Peranan multimedia sangat penting mendukung jalannya ibadah. Ini penting namun jangan menjadi tergantung terhadap multimedia.
(6) Peran alat-alat dan symbol. Khususnya dalam perjamuan kudus. Namun apakah masih relevan? Namun perana ini sangat mempengaruhi jemaat. Misalnya pendeta masuk dengan pakaian pendeta berbeda dengan pakaian batik.
(7) Peran karakter kristiani dari pada pelayan liturgi dan ibadah. Penting sebab ketika pelayan mengambil kolekte seperti penagih bajak, karena tidak ada senyumnya, keramahannya. Dari pendeta, liturgos, koornya, dll. Digereja saya, terus mengingatkan agar tidak ada bercakap-cakap, terutama anggota koor, penatua yang di depan, jangan ada yang tidur. Ibadah itu sangat ditentukan karekter kristiani: kasih, keteladanan, dll.
Spiritualitas.
Bukan agama, tapi kesadaran orang mengaktualisasikan dirinya.
1. Kesiadaan siapa dirinya
2. Siapa tuhannya. Orang ini tahu siapa dirinya dan tuhannya.
3. Dengan kesadaran ini ibadah bagian dari imannya.
4. Kesadaran menjadi pelaku imannya.
Abramam maslow. Manusia itu membutuhkan makanan, seks, air, dll. Ketika manusia mulai menyadari ini dia akan masuk kelevel selanjutnya. Ia juga membutuhkan keamanan. Manusia juga membutuhkan perhatian, kasih thd dirinya, baik dari keluarga. Manusia juga membutuhkan penghargaan u/ dirinya sendiri. Dan paling puncak kesadaran mengaktualisasikan dirinya. Inilah saya, iman saya. Dari hl ini dalam ibadah yg sebenarnya: spiritualitas orang sedang diarahkan untuk memiliki kraktriktik Kristus.
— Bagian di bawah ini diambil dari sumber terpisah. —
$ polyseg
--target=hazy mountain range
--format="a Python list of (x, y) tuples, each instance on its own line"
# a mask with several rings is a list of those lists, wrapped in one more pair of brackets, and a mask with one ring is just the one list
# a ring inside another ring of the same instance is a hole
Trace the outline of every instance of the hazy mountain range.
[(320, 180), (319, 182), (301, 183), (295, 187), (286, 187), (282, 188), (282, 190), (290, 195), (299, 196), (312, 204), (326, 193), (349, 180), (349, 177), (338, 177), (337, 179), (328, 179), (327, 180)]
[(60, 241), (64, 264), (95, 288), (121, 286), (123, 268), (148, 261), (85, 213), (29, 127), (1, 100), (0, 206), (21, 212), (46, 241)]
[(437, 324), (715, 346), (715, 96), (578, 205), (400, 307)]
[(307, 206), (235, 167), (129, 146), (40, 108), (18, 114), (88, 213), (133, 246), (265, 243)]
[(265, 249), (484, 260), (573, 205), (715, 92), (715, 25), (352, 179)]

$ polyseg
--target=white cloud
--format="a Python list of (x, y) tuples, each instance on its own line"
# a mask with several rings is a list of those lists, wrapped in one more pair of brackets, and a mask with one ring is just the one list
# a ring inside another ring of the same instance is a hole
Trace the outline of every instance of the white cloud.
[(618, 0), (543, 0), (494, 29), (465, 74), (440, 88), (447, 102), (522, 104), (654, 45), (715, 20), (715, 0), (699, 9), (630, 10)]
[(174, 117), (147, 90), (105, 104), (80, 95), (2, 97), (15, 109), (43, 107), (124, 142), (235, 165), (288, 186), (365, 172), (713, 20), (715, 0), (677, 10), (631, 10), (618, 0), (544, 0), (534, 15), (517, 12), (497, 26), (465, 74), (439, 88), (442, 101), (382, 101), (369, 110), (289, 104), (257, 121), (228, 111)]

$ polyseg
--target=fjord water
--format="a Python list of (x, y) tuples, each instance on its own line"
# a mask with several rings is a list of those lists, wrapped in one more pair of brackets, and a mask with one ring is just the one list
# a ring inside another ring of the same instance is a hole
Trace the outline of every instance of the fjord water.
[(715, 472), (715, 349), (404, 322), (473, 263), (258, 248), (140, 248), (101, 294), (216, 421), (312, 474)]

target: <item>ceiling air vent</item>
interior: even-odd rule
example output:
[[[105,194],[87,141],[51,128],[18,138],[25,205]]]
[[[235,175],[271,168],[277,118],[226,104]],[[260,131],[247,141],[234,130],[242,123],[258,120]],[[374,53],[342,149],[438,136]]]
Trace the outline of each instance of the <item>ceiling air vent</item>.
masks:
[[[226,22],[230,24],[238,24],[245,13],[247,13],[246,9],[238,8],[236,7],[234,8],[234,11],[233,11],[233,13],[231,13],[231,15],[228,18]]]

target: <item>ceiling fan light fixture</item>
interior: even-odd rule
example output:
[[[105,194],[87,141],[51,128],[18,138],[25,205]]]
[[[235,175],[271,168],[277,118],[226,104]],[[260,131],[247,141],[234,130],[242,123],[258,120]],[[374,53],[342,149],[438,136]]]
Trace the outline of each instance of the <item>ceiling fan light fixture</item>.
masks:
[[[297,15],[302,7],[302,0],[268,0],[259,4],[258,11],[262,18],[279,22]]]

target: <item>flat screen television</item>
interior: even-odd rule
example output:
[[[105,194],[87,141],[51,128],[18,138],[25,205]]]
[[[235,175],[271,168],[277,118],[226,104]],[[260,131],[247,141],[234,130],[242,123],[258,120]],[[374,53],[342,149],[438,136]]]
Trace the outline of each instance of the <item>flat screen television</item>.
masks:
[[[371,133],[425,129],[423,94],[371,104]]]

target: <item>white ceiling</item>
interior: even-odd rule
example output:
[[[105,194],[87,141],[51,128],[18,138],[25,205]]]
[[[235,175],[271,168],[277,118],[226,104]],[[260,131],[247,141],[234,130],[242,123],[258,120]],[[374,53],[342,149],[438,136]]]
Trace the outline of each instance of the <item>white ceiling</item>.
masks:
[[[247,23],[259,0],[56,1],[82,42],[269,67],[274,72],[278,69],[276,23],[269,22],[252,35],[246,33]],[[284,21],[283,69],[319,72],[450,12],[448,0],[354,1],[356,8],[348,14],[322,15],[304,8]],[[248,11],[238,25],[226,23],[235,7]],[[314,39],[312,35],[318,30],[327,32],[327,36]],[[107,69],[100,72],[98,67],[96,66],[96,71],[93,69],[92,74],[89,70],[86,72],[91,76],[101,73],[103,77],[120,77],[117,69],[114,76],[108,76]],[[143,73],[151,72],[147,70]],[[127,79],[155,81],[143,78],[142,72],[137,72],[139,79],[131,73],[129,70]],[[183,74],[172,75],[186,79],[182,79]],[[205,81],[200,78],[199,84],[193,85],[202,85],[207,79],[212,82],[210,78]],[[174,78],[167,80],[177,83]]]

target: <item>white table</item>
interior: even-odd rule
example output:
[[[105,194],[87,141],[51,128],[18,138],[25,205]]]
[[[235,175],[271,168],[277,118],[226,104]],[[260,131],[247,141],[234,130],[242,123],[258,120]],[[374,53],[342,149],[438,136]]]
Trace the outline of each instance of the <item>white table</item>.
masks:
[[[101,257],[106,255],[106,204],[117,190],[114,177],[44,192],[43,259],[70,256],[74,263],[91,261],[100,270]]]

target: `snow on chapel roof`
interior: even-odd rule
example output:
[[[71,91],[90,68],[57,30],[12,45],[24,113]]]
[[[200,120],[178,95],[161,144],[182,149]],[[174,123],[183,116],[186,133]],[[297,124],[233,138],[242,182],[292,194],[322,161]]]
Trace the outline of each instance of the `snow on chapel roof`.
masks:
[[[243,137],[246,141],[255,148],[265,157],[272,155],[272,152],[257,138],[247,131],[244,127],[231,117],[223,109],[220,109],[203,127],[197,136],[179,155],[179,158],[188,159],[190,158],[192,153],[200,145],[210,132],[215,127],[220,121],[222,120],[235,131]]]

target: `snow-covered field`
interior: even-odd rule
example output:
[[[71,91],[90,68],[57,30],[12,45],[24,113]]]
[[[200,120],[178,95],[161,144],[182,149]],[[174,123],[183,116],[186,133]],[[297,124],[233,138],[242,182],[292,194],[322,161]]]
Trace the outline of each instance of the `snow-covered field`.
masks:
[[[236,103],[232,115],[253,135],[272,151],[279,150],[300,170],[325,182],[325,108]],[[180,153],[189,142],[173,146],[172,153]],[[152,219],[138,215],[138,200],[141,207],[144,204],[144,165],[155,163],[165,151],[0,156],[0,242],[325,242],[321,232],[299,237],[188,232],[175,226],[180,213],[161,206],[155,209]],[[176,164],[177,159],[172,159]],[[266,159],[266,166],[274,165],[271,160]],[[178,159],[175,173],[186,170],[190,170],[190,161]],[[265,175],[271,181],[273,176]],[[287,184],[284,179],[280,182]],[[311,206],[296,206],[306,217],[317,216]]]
Ibadah bukan hanya untuk berkumpul, tetapi untuk berjumpa dengan Tuhannya. Melalui ibadah seseorang di tast untuk menjadi lebih baru. Pertanyaan: kira2 dari yg disampaikan apa-apa saja yang mulai anda pikirkan. Apakah ibadh kita sudah terjadi selebrasi dan pengutusan? Apakah dalam ibadah umat yg hadir dapat semakin dibentuk untuk semakain sempurna, kearah kesempurnaan.